食材ラボいのちを育てて

第一回『市場に出ることのない果物たち』



私は果物農家の栽培者、育種家(★1)、そして写真家でもあります。
第一回となる今回は、ブドウの選抜過程の中で、市場に出ることなく消えていく品種たちを記録した写真と共にご紹介します。

果物の育種では、まず異なる品種同士を掛け合わせて種子を作ります。
そして、それらを結実するまで育てたうえで、果実の味、熟期、外観、収量性、耐病性などを評価します。その結果、これらの特性を満たさないものは淘汰され、その選抜は繰り返されます。

一方で、特定の形質に突出した個体については、たとえ他の特性が劣っていても、次世代の交配親として利用されることもあります。例えば、耐病性や収量性に問題があるが、非常に早熟な個体などです。

ここにご紹介するシリーズは、選抜過程において淘汰された育種の個体と、次世代の交配親として残されることになった個体を記録したものです。
つまり、これらの個体は市場に出ることはなく、みなさまの目に触れることはないのです。







この葡萄の肖像も、淘汰された品種のひとつです。
皮も薄く、非常に美味しいという特徴を持っていましたが、裂果が激しく栽培に適さないため、最終的に選抜から外されました。ただし、その裂果した姿に、“いのち”としての独自の美しさを感じ、写真作品としました。
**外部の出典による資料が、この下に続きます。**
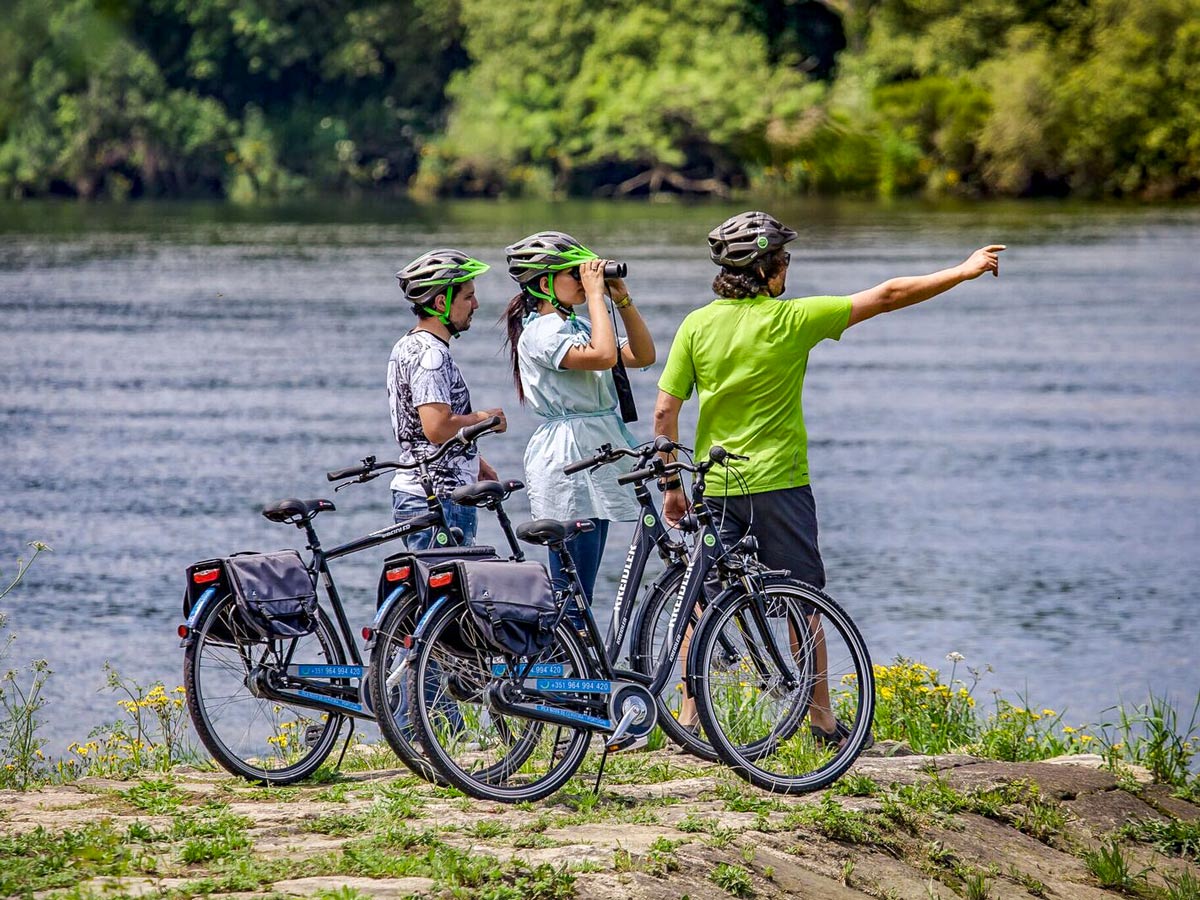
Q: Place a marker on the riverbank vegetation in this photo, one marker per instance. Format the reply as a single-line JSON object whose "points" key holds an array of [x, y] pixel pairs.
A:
{"points": [[556, 97]]}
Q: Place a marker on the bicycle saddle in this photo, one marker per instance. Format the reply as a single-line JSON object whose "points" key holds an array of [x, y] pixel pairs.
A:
{"points": [[295, 511], [551, 531], [484, 493]]}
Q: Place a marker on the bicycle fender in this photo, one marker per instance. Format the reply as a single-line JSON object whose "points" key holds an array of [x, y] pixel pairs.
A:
{"points": [[694, 647], [389, 601], [419, 631], [643, 606], [195, 617]]}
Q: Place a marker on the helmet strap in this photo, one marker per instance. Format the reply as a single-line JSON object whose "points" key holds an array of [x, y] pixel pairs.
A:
{"points": [[550, 297], [444, 315]]}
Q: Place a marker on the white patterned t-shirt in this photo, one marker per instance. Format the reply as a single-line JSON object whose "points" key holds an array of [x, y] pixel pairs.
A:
{"points": [[421, 371]]}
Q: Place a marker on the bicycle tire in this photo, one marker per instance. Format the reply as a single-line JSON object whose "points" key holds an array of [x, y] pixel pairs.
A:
{"points": [[259, 739], [393, 715], [495, 757], [649, 642], [757, 726]]}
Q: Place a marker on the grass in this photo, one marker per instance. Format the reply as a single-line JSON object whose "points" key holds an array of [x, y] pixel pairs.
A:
{"points": [[1111, 868], [835, 822], [1173, 838], [733, 880], [210, 832], [153, 796], [661, 859]]}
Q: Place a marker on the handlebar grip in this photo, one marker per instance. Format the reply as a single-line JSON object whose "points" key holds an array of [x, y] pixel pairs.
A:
{"points": [[634, 477], [664, 444], [353, 472], [473, 431], [580, 465]]}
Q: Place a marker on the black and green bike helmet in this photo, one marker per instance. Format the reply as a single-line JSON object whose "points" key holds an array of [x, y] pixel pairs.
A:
{"points": [[545, 253], [437, 273], [745, 238]]}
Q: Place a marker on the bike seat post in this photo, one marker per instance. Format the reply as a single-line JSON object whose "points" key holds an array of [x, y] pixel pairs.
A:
{"points": [[509, 534], [311, 533]]}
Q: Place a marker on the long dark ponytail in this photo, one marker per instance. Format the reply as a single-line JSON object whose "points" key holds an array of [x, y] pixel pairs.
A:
{"points": [[514, 324]]}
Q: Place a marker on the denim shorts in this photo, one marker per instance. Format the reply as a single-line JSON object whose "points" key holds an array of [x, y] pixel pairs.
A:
{"points": [[785, 522], [406, 505]]}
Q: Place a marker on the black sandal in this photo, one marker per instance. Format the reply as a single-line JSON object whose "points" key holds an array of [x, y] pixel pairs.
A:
{"points": [[838, 736]]}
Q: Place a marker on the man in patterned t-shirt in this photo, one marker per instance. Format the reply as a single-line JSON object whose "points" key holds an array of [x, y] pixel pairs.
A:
{"points": [[429, 397]]}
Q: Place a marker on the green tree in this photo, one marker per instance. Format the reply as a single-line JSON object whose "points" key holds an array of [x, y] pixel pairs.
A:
{"points": [[565, 95]]}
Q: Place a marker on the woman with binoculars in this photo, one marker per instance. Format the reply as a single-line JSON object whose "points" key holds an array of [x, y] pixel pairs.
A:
{"points": [[563, 367]]}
その一方、市場に出たものの主流から外れていった品種も存在します。
その代表例がセイベル9110(★2)です。

セイベル9110は、フランスの育種家アルベール・セイベルによって作出されたブドウ品種です。
ヨーロッパでは当時、フィロキセラやベト病などの深刻な病害が多発し、安定栽培ができる品種が強く求められていました。
ヨーロッパ系ブドウとしての高品質な風味を保ち、かつ病害に強い品種開発が継続して進められたのです。
ヨーロッパ系ブドウとアメリカ系ブドウを交配させることで誕生したセイベル9110は、耐病性と環境適応性を高く、病気に強く収穫が安定し、冷涼地でも栽培しやすいという特徴を持つ品種となりました。

日本では食用品種としても利用され、「ホワイトアーリー」や「ベルデレット」といった名称で流通した例もあります。しかしその後、ヨーロッパでは純粋なヴィニフェラ系品種を重視する傾向が強まり、セイベル系統は次第に主流から外れていきました。

それでもセイベル9110は、現在でも耐病性育種や寒冷地適応のための重要な育種素材として扱われています。つまりこの品種は、完成された最終品種というよりも、次世代へ特性を受け渡すめの遺伝資源として価値を持ち続けているのです。






★1 育種家
長年の経験や独自の感性を活かし、植物や動物の品種改良を行い、既存の品種に新しい特性(色・香り・病気への強さ・育て易さ)などを与え、新たな品種を創出する専門家。

★2 セイベル9110(Seibel 9110)
別名: ヴェルデレー(Villardey)
フランスのアルベール・セイベル氏が交配した白ブドウ品種で、主に日本(長野県や北海道など)で栽培される耐寒性の高い品種。爽やかな青リンゴや洋ナシの香りと、酸味と旨味のバランスが良いスッキリとした中口~辛口の白ワインとなる。